Surveillance technology has also been found to include racial and sexist bias which has wrongfully targeted and scrutinized people of certain races to a greater extent in shopping malls and other public places. In 2017, a research found that after an analysis done to identify criminals in CCTV cameras found several examples of bias infiltrated within identification software which are later stored into crime databases.
For example, the system identified more people belonging to Asian, African-American and South-Asian ethnicities and labeled them as potentially riskier than white people.

Having racist and sexist elements within algorithm systems can have a lot of consequences, particularly in the 21st century when all of society has geared towards relying on the use of technology for daily life activities.
In conversation with Vox magazine, Aylin Caliskan, a computer scientist, recalled how even simple jobs such as recruiting new employees has now been handed over to algorithm systems and now machine learning programs are checking resumes and if left unchecked, they can act on gender stereotypes in their decision making, “Let’s say a man is applying for a nurse position; he might be found less fit for that position if the machine is just making its own decisions,” she said.
“And this might be the same for a woman applying for a software developer or programmer position. Almost all of these programs are not open source, and we’re not able to see what’s exactly going on. So we have a big responsibility for trying to uncover if they are being unfair or biased.”
A research paper published in the journal Science uncovered the ethical biasness of a machine learning tool known as “word-embedding” which was already on the way to transforming the way computers interpret speech and text and were to be used in web search and machine translation.

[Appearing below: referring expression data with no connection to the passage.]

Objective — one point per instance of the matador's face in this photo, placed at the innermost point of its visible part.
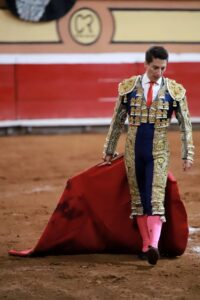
(156, 68)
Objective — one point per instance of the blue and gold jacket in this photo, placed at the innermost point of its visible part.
(131, 103)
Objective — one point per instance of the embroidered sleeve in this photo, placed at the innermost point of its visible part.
(116, 126)
(183, 117)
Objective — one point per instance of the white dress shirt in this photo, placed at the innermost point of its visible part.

Researchers had already found troubling implicit bias seen in human psychology experiments which are readily acquired by algorithm patterns. For instance, the word “female” and “woman” were closely associated with arts and humanities, whereas “man” and “male” were associated with math and engineering professions.

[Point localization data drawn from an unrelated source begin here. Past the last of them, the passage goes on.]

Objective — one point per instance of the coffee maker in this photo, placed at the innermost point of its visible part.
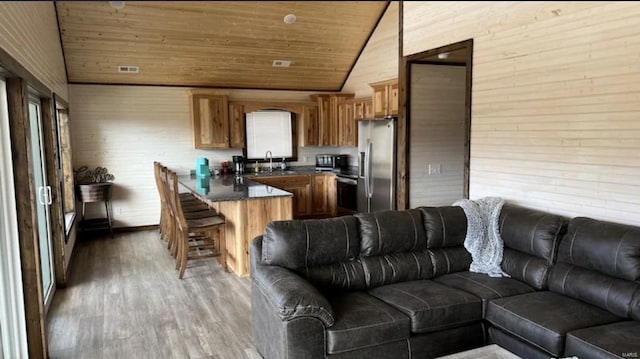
(238, 164)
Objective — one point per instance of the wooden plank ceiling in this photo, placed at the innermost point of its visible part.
(216, 44)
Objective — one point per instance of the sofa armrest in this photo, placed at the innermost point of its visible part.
(290, 295)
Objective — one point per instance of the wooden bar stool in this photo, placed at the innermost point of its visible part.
(194, 238)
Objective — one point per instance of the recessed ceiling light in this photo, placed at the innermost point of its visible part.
(117, 4)
(281, 63)
(289, 19)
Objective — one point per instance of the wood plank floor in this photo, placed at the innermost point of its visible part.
(125, 300)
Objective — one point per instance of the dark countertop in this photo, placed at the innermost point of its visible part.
(229, 188)
(237, 188)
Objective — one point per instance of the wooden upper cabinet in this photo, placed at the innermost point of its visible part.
(236, 125)
(209, 114)
(363, 108)
(328, 117)
(385, 98)
(325, 117)
(347, 126)
(308, 127)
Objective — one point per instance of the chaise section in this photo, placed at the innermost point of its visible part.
(288, 315)
(543, 319)
(393, 247)
(448, 341)
(484, 287)
(363, 321)
(593, 283)
(530, 240)
(607, 341)
(430, 305)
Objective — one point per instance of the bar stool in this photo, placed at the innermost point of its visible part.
(195, 238)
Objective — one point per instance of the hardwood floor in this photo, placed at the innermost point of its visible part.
(124, 300)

The algorithm system was also more likely to associate European American names with pleasant words such as “happy” or “peaceful” whereas African American names were seen as being commonly associated with unpleasant things.
Research has also shown that algorithm bias can have a profound impact on human behavior and relations. A previous study concluded that an identical curriculum vitae is 50 % more likely to be granted an interview invitation if the candidate’s name is European American than if the person’s name is African American.

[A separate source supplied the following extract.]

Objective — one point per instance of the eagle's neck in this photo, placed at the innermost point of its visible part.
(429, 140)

Already, the health and medicine industry is gearing towards relying more on technology as algorithm systems are now being used to help doctors in finding the right course of treatment for their patients, and research is already being done on whether algorithm patterns can help build machines which can predict mental health crises.
To ensure that machine learning programs have a lesser chance of encountering bias and playing a harmful role in human relations, there needs to be more diversity in the computer programmers who write these codes, so that the bias can be limited.
Moreover, more awareness needs to be given on the ethical issues of algorithms so safeguards can be developed to check whether the data provided is influenced by historical prejudice or is built on facts. People who use these programs should at least be aware of the problems of ethical violations in algorithm patterns, and remember that a computer can produce a more biased result than a human.